Assim, a sentença terá, sem sombras de dúvidas, reflexos evidentes na pessoa do Agravado-Assistente, ex Governador Annibal Barcellos, como ocorreu em várias ações ajuizadas – documentos de fls. 45 usque 74 – o que legitima o seu pedido de assistência, face ao interesse jurídico na solução favorável da lide.
Quanto ao segundo aspecto da questão em exame, relativamente a intempestividade da impugnação, também nenhuma razão assiste ao Estado Agravante.
Em verdade, o MM. Juiz instrutor da causa, hoje juiz Convocado a esta Corte, Dr. Raimundo Vales, no termo de audiência facultou ao Estado-Agravante “…falar sobre o pedido de assistência formulado por ANNIBAL BARCELLOS, o qual se contará da intimação da decisão da liminar que será proferida em apartado…”, ciente a d.
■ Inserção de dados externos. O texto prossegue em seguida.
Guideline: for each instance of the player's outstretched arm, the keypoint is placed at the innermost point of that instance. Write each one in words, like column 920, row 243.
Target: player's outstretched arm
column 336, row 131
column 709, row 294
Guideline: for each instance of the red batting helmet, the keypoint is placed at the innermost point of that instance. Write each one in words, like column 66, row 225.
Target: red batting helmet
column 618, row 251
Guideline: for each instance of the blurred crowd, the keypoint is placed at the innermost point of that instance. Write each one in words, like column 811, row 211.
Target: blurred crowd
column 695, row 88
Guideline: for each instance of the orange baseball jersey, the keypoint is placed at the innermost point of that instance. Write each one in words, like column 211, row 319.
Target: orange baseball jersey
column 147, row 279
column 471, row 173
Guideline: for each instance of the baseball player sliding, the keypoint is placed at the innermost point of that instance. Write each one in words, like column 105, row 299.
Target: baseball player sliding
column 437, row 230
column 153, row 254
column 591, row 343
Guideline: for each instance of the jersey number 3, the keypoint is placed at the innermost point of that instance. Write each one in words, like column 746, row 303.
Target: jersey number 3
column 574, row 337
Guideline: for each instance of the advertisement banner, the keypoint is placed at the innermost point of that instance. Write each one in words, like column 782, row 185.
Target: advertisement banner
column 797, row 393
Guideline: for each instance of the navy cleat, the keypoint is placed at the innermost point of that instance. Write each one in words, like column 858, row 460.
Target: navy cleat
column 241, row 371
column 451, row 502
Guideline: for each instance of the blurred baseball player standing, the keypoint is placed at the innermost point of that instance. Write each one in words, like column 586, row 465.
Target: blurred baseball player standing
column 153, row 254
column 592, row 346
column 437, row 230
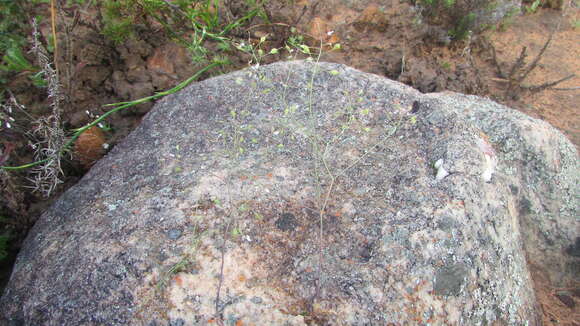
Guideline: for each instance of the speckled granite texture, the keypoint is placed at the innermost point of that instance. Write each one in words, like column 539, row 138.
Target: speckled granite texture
column 308, row 193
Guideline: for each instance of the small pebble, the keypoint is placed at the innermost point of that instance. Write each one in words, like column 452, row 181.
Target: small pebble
column 174, row 234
Procuradora do Agravante.
Proferida a decisão, fls. 80, foi a Procuradora do Estado devidamente intimada em 11/10/96, apondo o seu ciente – fls. 81 – mas a impugnação somente foi apresentada em 28/04/97, fls. 202, portanto mais do que intempestivamente, eis que o prazo do artigo 51, do CPC, mesmo contado em dobro estaria mais do que ultrapassado, não merecendo qualquer reforma a decisão recorrida.
Com estes fundamentos, improvejo o Recurso.
O EXMO. SENHOR DESEMBARGADOR MÁRIO GURTYEV (1° Vogal) – Acho que não há de se cogitar de contagem em dobro porque o Estado tem prazo em quádruplo para contestar e em dobro apenas para recorrer. Então, para qualquer outra manifestação, não há contagem em dobro. Com esse acréscimo, acompanho o eminente Relator.
O EXMO. SENHOR DESEMBARGADOR LUIZ. CARLOS (Presidente e 2° Vogal) – Acompanho a Câmara.

DECISÃO
A CÂMARA ÚNICA DO- EGRÉGIO TRIBUNAL DE JUSTIÇA DO ESTADO DO AMAPÁ, à Unanimidade, conheceu e improveu o Agravo, nos termos dos votos proferidos.